On October 5, 2023 at 13:40 UTC, our monitoring systems observed an increase in the time it was taking for Git pushes to become visible when viewing commits in Pull Requests. Under normal operating conditions, a series of asynchronous jobs runs in response to every push and within a few seconds applies a number of side-effects in Pull Requests such as requesting reviews, marking Pull Requests as merged, and showing new commits. During the incident, jobs were entering the queue faster than we could process them, resulting in processing delays as high as 75 seconds on average, and as much as 15 minutes in the worst case. About 10% of all Pull Request page loads were showing out-of-date data during this time.
We had recently created a dedicated worker pool for processing these side-effects, with the goal of improving isolation between services and providing product teams with more direct control over critical parts of the system. We mitigated the incident by increasing capacity of the worker pool, which fully processed the backlog of delayed jobs, and returned everything to normal by 16:07 UTC. In response to this incident, we have adjusted our monitoring thresholds and improved our procedures for scaling up worker pools in response to increasing utilization.

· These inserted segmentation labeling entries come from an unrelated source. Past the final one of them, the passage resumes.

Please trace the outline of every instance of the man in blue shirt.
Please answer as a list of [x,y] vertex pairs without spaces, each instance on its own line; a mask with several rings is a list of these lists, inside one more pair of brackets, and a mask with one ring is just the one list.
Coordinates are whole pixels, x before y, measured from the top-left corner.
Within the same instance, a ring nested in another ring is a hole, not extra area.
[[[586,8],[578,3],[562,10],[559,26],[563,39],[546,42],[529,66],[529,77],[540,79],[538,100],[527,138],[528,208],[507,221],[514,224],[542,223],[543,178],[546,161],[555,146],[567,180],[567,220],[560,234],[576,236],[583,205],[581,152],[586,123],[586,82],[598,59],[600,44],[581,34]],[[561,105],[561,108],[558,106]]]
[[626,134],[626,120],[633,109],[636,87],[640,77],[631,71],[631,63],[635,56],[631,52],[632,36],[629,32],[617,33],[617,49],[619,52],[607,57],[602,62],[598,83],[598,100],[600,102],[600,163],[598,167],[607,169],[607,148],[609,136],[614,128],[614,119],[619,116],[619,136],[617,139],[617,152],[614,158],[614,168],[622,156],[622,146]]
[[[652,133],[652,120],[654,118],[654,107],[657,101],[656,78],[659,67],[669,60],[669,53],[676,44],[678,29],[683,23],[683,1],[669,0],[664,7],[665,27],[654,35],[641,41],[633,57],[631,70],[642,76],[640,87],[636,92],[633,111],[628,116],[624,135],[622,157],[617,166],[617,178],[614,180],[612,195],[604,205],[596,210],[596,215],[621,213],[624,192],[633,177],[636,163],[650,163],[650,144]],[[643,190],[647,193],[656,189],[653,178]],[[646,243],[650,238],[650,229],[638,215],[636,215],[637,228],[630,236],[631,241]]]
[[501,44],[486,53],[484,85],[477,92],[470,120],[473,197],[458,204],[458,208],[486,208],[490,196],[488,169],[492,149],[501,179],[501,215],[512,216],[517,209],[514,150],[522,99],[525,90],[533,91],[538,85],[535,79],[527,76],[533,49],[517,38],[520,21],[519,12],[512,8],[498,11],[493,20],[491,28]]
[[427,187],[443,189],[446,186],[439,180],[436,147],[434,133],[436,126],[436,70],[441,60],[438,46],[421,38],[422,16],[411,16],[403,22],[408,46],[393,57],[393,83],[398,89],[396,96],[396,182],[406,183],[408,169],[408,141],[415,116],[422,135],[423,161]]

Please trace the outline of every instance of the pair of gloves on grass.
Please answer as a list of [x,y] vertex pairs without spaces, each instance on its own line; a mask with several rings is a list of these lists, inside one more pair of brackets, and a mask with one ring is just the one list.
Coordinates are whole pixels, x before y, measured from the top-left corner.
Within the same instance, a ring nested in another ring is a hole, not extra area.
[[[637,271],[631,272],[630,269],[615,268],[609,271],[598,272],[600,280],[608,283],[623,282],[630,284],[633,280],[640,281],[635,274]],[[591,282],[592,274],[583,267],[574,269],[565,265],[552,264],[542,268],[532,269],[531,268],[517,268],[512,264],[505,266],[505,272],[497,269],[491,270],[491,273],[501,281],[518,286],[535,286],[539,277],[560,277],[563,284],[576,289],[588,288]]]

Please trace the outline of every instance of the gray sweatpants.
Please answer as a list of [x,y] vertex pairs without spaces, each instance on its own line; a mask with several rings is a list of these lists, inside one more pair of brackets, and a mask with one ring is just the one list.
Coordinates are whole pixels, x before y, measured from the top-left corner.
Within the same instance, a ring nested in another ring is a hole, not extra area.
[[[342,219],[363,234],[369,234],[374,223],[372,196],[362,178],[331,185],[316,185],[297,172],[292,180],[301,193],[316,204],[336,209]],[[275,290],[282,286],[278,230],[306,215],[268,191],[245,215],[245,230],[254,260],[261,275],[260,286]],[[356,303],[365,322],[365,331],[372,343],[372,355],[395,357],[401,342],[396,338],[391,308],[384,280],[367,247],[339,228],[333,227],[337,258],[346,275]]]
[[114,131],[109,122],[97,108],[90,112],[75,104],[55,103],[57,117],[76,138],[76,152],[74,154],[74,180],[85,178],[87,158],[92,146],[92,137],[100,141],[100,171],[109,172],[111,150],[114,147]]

Posted Oct 05, 2023 - 16:42 UTC
We've implemented a fix for Pull Request web UI delays and are seeing recovery. We are monitoring and will send another update in a few minutes.
Posted Oct 05, 2023 - 16:12 UTC
We are still investigating delays of up to 15 minutes in commits showing up on Pull Requests in the Web UI for all customers.
Posted Oct 05, 2023 - 16:01 UTC
We are continuing to investigate the delay of commits showing up on Pull Requests in the Web UI. Pull Requests will still function normally otherwise.
Posted Oct 05, 2023 - 15:20 UTC
We are investigating delays for commits showing up on Pull Requests page loads in the web UI. As a result of this, about 15% of pull requests are currently showing stale data. We are currently investigating contributing factors right now.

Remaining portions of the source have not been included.